C'est mettre une couette en housse, ou en fourre, comme disent les genevois.
N'importe comment que je m'y prenne, il me faut au moins vingt minutes
de bataille contre les textiles pour enfin arriver, mal, à mes
fins. J'ai essayé toutes les techniques préconisées,
maintes fois, et j'échoue invariablement. J'aurais sans doute besoin
d'un "coach", même si je maudis ce vocable et tout ce
qu'il laisse planer de malsain.
C'est comme de plier un T-shirt, ça je n'y arrive pas trop mal,
mais ma technique me laisserait bon dernier dans un concours.

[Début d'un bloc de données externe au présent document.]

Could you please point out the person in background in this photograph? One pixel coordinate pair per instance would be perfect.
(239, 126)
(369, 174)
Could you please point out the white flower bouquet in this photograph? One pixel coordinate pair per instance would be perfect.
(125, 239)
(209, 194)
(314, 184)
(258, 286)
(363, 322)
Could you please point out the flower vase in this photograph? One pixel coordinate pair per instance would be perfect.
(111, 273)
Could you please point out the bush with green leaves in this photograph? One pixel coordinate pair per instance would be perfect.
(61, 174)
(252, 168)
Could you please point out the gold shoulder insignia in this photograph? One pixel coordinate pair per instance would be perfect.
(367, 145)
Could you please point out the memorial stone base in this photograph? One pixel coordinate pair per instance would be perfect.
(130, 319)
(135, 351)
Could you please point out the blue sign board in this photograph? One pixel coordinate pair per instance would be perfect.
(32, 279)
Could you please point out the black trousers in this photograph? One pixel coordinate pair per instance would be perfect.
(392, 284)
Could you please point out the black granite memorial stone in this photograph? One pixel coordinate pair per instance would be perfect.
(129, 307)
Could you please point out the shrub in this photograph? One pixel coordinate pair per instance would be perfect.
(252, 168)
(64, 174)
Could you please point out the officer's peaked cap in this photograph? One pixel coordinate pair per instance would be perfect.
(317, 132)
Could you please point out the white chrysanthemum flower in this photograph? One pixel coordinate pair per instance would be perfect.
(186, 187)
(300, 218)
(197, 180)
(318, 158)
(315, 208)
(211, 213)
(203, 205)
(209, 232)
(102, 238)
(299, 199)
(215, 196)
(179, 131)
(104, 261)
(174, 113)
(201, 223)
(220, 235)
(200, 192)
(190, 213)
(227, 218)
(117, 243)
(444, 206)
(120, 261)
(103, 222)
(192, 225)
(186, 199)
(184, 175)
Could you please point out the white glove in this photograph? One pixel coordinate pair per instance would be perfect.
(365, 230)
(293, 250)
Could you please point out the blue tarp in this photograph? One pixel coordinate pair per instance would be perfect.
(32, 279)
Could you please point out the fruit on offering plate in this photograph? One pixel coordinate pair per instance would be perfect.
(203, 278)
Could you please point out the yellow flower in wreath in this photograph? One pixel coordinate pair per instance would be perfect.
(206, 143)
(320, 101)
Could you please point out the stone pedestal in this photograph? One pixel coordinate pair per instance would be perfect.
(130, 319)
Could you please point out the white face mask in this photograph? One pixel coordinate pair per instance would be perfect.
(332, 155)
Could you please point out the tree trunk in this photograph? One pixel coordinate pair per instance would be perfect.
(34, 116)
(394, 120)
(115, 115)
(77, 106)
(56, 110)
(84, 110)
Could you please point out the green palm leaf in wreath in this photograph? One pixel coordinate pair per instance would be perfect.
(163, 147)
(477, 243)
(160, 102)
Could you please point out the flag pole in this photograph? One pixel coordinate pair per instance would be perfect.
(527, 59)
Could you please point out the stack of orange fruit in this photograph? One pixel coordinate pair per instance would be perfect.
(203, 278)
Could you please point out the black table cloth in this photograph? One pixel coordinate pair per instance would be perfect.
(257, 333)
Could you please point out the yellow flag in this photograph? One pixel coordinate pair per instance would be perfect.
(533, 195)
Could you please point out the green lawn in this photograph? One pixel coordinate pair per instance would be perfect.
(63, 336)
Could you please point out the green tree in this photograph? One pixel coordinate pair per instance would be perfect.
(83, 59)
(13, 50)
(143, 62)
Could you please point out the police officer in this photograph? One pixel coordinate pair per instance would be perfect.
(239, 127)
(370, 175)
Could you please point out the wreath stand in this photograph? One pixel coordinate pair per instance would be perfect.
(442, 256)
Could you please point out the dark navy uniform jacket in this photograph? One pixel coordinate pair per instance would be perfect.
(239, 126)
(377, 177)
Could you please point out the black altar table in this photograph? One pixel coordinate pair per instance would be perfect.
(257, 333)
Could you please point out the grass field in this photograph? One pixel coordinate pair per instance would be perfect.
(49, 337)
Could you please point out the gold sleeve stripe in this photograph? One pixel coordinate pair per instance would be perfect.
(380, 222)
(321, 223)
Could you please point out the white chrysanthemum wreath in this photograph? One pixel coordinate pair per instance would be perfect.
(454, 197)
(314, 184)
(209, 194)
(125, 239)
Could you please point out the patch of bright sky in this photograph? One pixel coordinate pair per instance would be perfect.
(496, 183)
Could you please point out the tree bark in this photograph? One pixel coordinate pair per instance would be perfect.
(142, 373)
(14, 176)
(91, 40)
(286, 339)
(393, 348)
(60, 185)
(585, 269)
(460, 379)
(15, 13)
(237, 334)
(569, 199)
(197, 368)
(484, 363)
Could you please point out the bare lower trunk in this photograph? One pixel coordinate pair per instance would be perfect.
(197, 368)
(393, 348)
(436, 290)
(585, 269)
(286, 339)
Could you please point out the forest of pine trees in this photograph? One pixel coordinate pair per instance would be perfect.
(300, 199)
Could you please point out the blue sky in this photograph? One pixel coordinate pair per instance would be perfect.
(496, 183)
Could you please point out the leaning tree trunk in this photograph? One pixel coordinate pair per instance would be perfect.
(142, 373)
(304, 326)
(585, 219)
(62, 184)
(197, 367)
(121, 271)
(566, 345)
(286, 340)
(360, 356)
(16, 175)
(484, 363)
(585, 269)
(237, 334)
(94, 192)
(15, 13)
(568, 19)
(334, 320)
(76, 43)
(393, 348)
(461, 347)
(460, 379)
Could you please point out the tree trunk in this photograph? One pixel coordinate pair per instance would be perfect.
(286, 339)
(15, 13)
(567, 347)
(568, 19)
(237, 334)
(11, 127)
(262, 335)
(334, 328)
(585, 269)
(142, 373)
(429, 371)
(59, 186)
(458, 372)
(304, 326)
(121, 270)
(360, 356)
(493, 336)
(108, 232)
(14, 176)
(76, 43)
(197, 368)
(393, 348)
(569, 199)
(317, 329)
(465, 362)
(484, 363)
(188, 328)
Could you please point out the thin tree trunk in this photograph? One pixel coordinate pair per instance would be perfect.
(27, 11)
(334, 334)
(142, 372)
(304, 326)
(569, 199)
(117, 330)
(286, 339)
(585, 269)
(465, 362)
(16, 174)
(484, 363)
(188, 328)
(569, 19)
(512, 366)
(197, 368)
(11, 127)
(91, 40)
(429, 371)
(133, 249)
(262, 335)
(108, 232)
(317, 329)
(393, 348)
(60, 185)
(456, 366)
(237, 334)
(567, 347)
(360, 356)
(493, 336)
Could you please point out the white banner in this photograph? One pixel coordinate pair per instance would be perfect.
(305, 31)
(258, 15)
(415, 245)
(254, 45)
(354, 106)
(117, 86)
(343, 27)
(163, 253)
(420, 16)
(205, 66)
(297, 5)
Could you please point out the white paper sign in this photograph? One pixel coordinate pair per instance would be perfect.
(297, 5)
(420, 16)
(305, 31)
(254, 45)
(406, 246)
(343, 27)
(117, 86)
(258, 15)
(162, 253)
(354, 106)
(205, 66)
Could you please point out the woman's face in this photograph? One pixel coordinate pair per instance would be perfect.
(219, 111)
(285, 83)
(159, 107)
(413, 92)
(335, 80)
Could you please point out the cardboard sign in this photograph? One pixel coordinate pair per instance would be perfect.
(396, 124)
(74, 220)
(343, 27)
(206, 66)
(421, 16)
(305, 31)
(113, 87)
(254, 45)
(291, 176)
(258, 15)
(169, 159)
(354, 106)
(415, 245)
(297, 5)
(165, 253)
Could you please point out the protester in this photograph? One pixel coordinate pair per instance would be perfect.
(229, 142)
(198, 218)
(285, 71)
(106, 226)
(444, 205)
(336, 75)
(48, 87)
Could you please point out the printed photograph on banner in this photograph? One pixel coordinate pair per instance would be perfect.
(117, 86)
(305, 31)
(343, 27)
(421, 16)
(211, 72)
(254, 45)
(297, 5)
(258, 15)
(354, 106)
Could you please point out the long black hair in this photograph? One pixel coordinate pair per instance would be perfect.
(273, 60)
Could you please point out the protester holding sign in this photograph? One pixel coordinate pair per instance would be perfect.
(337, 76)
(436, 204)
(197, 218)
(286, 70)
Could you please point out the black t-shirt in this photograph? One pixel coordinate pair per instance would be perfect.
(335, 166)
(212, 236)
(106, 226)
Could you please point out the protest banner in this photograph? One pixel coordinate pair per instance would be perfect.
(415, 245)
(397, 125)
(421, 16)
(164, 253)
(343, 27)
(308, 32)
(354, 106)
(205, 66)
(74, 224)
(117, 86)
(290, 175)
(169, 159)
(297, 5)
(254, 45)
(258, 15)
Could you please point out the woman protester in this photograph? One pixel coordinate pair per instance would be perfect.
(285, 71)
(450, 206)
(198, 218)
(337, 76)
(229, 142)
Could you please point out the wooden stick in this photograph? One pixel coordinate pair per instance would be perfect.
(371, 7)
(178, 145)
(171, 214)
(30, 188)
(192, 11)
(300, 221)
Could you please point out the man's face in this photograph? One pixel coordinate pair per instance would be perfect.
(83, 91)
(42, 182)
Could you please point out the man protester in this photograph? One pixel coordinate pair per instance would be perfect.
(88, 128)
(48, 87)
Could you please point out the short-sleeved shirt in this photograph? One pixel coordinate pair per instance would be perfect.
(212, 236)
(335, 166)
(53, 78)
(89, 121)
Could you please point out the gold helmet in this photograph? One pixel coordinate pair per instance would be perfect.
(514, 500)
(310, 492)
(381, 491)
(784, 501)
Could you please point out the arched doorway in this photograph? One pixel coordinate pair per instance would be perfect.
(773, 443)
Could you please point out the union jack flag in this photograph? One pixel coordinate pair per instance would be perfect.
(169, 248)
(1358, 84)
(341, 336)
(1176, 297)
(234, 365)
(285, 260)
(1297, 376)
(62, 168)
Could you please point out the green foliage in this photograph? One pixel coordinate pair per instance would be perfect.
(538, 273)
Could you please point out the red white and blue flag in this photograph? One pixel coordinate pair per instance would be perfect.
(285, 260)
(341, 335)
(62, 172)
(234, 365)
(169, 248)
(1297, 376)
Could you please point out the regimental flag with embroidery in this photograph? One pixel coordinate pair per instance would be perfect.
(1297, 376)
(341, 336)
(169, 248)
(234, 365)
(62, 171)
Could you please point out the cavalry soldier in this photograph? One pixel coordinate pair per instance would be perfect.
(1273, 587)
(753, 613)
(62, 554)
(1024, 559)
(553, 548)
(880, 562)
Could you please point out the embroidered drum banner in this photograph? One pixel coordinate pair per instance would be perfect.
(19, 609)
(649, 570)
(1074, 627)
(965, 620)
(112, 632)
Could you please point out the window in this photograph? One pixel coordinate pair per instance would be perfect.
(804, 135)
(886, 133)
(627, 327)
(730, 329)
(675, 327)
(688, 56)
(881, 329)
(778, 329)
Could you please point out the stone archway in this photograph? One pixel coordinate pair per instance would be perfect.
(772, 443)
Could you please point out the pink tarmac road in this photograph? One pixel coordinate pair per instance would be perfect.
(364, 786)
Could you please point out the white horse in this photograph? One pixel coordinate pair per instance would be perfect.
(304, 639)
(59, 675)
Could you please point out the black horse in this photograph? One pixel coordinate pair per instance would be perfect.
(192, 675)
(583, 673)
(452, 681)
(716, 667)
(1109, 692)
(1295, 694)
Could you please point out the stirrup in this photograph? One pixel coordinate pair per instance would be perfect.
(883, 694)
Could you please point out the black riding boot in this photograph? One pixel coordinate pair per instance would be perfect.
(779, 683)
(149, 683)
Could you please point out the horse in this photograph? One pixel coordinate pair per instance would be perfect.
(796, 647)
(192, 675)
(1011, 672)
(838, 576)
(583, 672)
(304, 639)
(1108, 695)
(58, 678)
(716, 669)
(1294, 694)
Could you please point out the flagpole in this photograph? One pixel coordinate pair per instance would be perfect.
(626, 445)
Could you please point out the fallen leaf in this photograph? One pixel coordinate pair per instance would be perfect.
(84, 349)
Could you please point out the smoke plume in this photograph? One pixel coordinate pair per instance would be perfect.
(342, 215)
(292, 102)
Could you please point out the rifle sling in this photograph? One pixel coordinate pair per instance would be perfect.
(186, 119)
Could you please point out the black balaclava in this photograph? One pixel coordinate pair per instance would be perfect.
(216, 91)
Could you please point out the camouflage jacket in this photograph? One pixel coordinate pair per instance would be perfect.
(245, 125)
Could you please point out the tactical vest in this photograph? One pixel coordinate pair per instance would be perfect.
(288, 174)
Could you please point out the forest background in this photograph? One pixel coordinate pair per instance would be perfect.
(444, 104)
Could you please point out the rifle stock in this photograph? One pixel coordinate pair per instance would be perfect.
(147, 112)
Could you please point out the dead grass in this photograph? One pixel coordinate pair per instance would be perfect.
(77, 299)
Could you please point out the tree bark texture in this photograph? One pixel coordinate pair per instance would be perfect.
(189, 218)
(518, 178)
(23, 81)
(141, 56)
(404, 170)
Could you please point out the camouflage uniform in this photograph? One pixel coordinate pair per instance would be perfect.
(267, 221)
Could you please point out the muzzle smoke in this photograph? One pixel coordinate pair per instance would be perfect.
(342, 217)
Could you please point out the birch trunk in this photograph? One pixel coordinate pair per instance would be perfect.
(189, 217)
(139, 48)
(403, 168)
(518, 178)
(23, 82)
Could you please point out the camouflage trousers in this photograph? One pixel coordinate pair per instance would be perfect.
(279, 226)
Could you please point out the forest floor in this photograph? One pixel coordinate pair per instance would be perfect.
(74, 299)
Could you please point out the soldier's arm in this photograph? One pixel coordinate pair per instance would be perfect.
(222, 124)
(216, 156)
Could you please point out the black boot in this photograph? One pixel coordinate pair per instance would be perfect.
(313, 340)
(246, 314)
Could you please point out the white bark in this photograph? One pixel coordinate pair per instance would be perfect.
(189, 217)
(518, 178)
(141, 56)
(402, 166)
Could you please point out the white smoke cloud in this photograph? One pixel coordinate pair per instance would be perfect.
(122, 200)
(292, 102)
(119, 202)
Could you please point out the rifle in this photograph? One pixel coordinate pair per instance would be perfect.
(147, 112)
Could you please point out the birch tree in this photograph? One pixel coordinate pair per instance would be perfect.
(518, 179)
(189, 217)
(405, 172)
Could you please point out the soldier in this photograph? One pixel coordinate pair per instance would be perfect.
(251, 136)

Lorsqu'on voit une experte chinoise dont c'est le sale boulot à
longueur de journées, à longueur d'années, à
longueur de vie dans une usine esclavagiste où elle n'a pas le
choix que d'être ultra-rapide pour conserver son maigre salaire,
plier un maillot de corps comme on disait antan, en moins de deux secondes,
par une technique behaviorisée parfaite, on se sent un peu dévalorisé.
Pour en revenir à la couette, dont
c'est tout de même notre sujet, j'en suis arrivé à
la détester. Non seulement l'enveloppage me vrille, mais également
la pratique nocturne me déprime et m'agace.
J'en arrive à regretter les draps-couvertures de mon enfance, où
j'adorais me glisser dessous, bien serré, ne pouvant plus faire
un geste. A présent, je me bats, bougeant beaucoup pendant mon
sommeil, ça me réveille, et je me trouve enchevêtré
dans une couette d'araignée. Ni la procédure d'enfourrer,
ni mon problème, moteur assoupi, ne me portent à valoriser
la couette.
De plus, rien ne m'exaspère davantage que ce navrant néologisme médiatique et maniaco-sexuel "on va sous la couette", "et sous la couette, comment ça se passe ?", etc, je vous fais grâce des nombreuses variantes. Ça voudrait de plus démontrer que tout couple au moins normalement constitué n'utilise plus que la couette comme rempart contre la froidure de la nuit ou contre le monde extérieur qui guetterait avide leurs ébats polissons. Là encore, l'euphémisme "polisson" rejoint la bêtise ambiante de la "couette". Qui a déjà évoqué la "couette polissonne" a gagné le grand prix de la médiocrité générale et actuelle. Qu'elle ou il vienne retirer son prix qui est un poste de direction d'une future chaîne télé prometteuse.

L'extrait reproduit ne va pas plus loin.